Saturday, January 12, 2008

urrr, because it's Saturday, I suppose

I'm getting tired of looking at my last "humorous" post, but I'm having serious "2nd Rule of Fight Club" problems just now. I love reading Kim du Toit and consider him a good friend, but I have no desire to copy his course through the employment minefields via bloggery-pokery.

Something will change soon enough, but 'till then ...

Sunday, January 6, 2008

Gratis factoid

If you should ever decide to try carrying concealed in an ankle holster, do be certain to first obtain some sort of washable pad to wear between the holster and your flesh. I don't possess the eloquence to fully describe the sensation of standing in a checkout line in a busy store (ie: lots of people around) while a 3 lb-fully-loaded airweight revolver steadily works to turn one's ankle into a perfect circle. Through the force of friction alone. Even while one stands perfectly still.

Trust me, this is an experience to be missed if at all possible.

Other than that, I think I like this form of carry whenever I'm not inclined to wear anything more sturdy then a pair of sweat pants. Which would be most of the time.

Maybe if these NASA science types are right and we get some global cooling going, I might break down and buy a decent shoulder rig.

Thursday, January 3, 2008

Want to be a winner?

First, go here. Once there, read this, followed by this. Save them to your bookmarks (or something similar), as you are going to be reviewing and making reference to the subject matter repeatedly. Or not, just trying to make the process a bit less awkward.

On a purely personal note, I despair of ever developing the talent to write so well as this.

Take the time to make the effort to grasp the strategic principles that are variously at work during the process Bill Whittle describes. Use the OODA looping process to refine your focus on a specific application and then to expand your view to include some other aspect of the process. Once again, refine your focus until you have a thorough understanding and then repeat the process again with some other part, and then again and yet again, until you've developed a sufficiently agile grasp of the technique to make practical use of it's principles.

Then, apply the OODA tactic to your own life, with the intention of discovering a better understanding of the influences which control your decision-making and activities. Pick a general area to examine, then begin the refinement of your focus through repetition of the looping process.

At some point you will discover that you have picked the one aspect of your life that you are best positioned at that moment to develop a more positive control over. Then begin the OODA process for making that transition.

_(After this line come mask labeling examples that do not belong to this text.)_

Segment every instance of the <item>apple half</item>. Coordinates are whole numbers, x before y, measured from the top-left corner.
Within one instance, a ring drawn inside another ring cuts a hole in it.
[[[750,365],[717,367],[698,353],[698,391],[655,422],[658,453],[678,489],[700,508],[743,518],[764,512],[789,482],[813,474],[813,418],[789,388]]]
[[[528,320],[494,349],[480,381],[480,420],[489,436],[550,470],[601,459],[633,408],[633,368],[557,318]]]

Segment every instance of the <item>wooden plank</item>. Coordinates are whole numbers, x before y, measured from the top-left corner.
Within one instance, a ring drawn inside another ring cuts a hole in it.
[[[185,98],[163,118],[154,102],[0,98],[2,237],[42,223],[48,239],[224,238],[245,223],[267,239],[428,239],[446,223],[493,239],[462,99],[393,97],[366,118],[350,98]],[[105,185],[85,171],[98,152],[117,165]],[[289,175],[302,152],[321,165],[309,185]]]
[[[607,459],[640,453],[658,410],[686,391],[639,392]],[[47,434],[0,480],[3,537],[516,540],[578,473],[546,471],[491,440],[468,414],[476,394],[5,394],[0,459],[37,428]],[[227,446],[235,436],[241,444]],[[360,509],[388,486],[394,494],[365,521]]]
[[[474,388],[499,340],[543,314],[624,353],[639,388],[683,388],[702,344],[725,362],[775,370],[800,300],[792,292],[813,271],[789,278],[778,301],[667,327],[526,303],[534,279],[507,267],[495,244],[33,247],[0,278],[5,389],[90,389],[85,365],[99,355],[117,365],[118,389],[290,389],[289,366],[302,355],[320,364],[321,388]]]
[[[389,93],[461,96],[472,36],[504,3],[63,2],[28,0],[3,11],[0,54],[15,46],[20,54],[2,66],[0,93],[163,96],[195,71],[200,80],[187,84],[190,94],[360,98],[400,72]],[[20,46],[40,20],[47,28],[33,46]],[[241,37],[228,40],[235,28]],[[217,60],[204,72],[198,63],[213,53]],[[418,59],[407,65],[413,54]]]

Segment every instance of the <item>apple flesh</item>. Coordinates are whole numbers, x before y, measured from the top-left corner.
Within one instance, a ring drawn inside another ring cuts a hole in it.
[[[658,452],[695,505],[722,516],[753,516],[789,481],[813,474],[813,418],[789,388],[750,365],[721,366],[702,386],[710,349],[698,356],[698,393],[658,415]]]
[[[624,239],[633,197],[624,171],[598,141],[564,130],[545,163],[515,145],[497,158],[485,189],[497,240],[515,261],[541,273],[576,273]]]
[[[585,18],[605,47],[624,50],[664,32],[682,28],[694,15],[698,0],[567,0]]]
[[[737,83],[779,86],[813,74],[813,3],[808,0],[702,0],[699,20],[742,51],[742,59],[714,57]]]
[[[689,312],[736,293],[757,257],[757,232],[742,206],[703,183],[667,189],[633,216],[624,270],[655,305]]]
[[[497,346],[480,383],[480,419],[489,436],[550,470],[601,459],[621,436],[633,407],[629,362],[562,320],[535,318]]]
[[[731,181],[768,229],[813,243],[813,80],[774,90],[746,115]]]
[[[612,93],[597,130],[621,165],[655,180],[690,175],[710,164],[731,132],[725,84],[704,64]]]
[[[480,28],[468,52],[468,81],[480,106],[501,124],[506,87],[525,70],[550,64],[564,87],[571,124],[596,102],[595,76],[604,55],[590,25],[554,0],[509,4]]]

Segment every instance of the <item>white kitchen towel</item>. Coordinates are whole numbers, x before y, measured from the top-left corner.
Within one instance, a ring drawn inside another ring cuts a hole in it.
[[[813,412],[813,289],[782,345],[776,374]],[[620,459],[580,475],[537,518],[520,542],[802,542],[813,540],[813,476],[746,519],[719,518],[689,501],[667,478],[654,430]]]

Just like I don't study strategy because I like war, mastering Col. Boyd's tactic(s) doesn't require a military calling in life. In fact, I would suggest that the more non-military your life is, the more effective you will find this process to be for making controlled, positive changes in your personal circumstances.

My personal thanks to Bill Whittle for presenting me with an insight as to how to decide when to begin.

Wednesday, January 2, 2008

Right then ...

... break's over.

Everybody back on your heads now.

Tuesday, January 1, 2008


One down, 365 more to go. If it wasn't for the fresh load of hope that's included, it would hardly seem worth the effort, you know?

Oh well, at least brother Brian gets to celebrate his 12th birthday this year!